It wasn’t unreasonable that he’d been dozing on the job, despite the fact that he was kneeling in all-blue Special Operations Group overalls, feet spread to balance the load of equipment and Kevlar protective padding strapped to his body, his arms holding a high-calibre, fast-action semi-automatic rifle. Laver was Major Crime these days, right now part of a joint operation, but had spent enough time in the SOG to know what it was to wait, and how to switch on and off as required.

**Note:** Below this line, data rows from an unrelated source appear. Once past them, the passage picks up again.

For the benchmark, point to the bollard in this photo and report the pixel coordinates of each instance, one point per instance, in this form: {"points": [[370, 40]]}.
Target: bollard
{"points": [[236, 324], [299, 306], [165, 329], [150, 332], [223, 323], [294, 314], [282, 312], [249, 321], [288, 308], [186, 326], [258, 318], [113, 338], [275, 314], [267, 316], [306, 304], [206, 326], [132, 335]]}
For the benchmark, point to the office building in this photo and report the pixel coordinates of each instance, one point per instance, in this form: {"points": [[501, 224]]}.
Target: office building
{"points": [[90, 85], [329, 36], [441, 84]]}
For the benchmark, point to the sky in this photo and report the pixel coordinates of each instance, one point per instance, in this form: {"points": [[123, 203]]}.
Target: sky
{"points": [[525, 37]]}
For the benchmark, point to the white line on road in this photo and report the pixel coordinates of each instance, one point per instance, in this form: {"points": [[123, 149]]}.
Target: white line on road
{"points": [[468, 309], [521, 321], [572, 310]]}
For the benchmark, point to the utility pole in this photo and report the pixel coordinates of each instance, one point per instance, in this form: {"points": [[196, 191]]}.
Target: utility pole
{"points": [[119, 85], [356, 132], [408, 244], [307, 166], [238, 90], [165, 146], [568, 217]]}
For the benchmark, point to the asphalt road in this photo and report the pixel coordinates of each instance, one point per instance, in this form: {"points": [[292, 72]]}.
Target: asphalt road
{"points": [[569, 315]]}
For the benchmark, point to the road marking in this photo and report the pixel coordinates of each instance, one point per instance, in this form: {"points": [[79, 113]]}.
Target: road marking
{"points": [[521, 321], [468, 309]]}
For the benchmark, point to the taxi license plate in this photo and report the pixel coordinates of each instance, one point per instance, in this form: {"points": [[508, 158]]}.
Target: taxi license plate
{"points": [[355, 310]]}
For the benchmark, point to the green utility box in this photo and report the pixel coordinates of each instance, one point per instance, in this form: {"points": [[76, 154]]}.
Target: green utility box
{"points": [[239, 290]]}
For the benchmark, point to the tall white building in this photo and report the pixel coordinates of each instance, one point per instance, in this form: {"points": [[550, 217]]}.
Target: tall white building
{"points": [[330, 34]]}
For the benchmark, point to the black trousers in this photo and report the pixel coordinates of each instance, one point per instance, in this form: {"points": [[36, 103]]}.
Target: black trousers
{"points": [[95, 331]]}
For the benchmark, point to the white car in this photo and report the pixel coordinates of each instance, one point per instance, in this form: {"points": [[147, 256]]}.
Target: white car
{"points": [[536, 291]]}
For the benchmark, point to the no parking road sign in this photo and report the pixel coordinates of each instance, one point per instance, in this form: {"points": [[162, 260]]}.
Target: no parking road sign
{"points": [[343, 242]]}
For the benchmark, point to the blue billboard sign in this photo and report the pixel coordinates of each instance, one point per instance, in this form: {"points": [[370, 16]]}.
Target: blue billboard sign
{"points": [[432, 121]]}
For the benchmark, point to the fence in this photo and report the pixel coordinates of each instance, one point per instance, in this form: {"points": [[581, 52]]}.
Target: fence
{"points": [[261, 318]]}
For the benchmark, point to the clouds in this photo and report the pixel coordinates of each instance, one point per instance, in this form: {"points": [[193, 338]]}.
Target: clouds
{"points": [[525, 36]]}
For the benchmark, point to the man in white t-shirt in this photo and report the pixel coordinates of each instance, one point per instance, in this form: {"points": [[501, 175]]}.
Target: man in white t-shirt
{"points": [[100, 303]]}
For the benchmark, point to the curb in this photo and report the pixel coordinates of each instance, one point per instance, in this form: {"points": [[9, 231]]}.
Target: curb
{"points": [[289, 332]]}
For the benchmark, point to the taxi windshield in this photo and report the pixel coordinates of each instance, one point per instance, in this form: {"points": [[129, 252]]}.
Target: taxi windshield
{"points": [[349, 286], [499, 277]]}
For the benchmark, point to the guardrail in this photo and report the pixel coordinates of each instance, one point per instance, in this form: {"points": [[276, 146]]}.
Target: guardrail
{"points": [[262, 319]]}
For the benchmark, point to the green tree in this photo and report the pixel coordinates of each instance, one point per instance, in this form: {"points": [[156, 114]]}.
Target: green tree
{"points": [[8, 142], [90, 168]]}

Laver could sleep literally anywhere.

As it was, he’d been either squatting or kneeling in the unmarked delivery van for the best part of two days, with no sign of the armed robbery the surveillance dogs kept assuring them the gang was doing nothing but talk about. In the long-term car park of Tullamarine Airport, cars roamed aimlessly, looking for parks less than three suburbs from the terminals. There was the semi-regular rush of a plane in take-off. The distant hum of the freeway. Laver had closed his eyes to rest, confident that when the call came he’d be sharp.

So it was a shock to hear the barked ‘Ready?’ from his partner that day, SOG member Nathan Funnal; Laver’s eyes flew open, his heart rate ramming from asleep to close to capacity in less than a second. Which, of course, it had done plenty of times before.

‘They’re here?’ Laver blinking and trying to get a look at Funnal, jammed between him and the door in the cramped space of the van.

‘Yeah, Rocket. Haven’t you been listening to the dogs tracking them here for the last five minutes? What were you, asleep?’

‘Don’t be stupid.’ Laver creaked off his knees to his feet, took a step back for a little more room, crouched, did some squats to get his legs moving and flexed his grip on the gun. ‘Vision?’

‘Nope. They’re just pulling in off the freeway now.’

‘And the van?’

‘Just pulled in to the armoury, twenty metres to our right.’ Funnal looked hard at Laver. ‘You fucking were asleep. You’re unbelievable.’

Laver grinned. ‘It’s all good, Spider. I’m wide awake now.’

Funnal, lanky and rail thin, all arms and legs under his Kevlar, shook his head in grudging admiration, peering out the tiny crack strategically placed in the apparently empty delivery van. ‘Well, you better be awake enough to hit them hard and fast. If we can get them on the ground before they get their guns raised, we’re a chance of getting out of this with no shots.’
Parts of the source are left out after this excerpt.